Furthermore, it is suggested to exempt urban and rural elderly residents from medical insurance fees to enhance their ability to purchase or exchange elderly care services. The medical insurance fees paid by elderly residents account for one fourth of the basic pension, while retired employees not only do not need to pay medical insurance fees, but their pensions are also about 20 times that of residents’ pensions.

Lastly, we need to coordinate service subsidy systems and family care support policies, as a way of promoting an organic combination of formal and informal care. Research indicates that long-term care insurance has a crowding-out effect on inter-generational economic support but is beneficial in increasing the care-giving time and emotional comfort provided by offspring. If the elderly have sufficient pension resources, they can exchange them for more family care. This not only helps strengthen family care functions and foster inter-generational harmony, but also reduces the risk of senior disability, thereby decreasing care subsidy expenditures.

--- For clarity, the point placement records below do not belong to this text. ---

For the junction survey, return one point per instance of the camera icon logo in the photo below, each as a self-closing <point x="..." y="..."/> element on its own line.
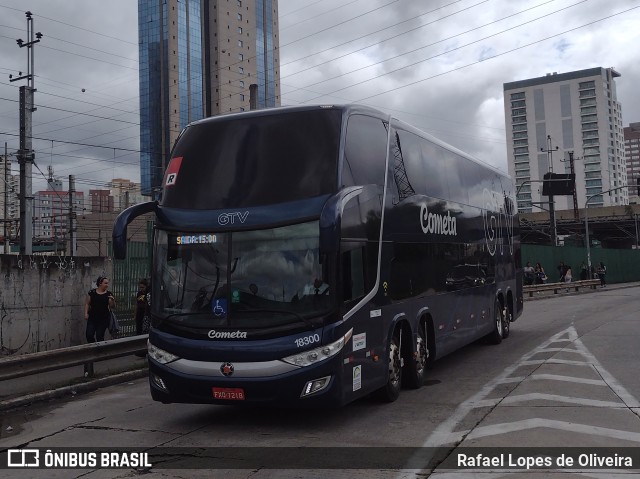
<point x="23" y="458"/>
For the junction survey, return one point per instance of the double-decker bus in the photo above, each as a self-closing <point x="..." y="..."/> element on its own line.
<point x="313" y="255"/>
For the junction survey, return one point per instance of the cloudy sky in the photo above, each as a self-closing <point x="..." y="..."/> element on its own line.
<point x="438" y="64"/>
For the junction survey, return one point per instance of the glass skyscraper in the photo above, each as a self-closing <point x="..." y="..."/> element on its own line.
<point x="199" y="58"/>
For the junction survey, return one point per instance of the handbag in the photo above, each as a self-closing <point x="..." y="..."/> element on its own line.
<point x="114" y="325"/>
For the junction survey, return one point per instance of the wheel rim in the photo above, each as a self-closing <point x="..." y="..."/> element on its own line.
<point x="422" y="355"/>
<point x="507" y="320"/>
<point x="394" y="364"/>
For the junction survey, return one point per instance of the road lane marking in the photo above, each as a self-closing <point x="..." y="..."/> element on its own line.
<point x="536" y="423"/>
<point x="446" y="432"/>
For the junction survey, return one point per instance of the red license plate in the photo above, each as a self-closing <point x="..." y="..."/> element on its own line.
<point x="230" y="394"/>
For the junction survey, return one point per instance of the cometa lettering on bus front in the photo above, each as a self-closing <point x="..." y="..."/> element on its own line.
<point x="213" y="334"/>
<point x="437" y="224"/>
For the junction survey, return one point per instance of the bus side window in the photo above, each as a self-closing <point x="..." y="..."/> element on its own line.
<point x="364" y="152"/>
<point x="353" y="268"/>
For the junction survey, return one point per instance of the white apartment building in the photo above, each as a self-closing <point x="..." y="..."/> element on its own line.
<point x="574" y="112"/>
<point x="632" y="153"/>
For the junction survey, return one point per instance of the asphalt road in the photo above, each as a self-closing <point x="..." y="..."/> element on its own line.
<point x="568" y="376"/>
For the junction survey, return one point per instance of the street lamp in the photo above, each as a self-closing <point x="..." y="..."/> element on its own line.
<point x="586" y="221"/>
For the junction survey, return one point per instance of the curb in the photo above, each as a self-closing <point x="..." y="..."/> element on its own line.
<point x="74" y="389"/>
<point x="610" y="287"/>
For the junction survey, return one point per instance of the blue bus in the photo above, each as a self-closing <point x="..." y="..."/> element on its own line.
<point x="314" y="255"/>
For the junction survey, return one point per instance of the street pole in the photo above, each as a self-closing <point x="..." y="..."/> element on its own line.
<point x="552" y="211"/>
<point x="6" y="199"/>
<point x="575" y="194"/>
<point x="73" y="248"/>
<point x="26" y="154"/>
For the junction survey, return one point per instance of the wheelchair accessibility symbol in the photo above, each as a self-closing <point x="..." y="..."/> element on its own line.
<point x="219" y="307"/>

Thus, we must advocate the concept of self-reliance in old age and support personal pension asset allocation to cope with longevity risks. This includes increasing the basic pension for residents, encouraging residents to participate in occupational pensions and raising the contribution levels, supporting financial institutions to launch affordable pension financial products, and exempting urban and rural elderly residents from medical insurance fees. Meanwhile, we must improve support policies for family caregivers and enhance their care capabilities. This requires encouraging enterprises to provide flexible working hours, paid care, and other measures for employees with disabled elderly care needs. It will also require multi-generational cohabitation, increasing the individual tax deduction for the cost of children’s disabled care, focusing on the rigid service needs of the elderly such as short-term care and respite services, and developing community-embedded elderly care services.

 

The authors are from the School of Finance and Public Administration at Jiangxi University of Finance and Economics.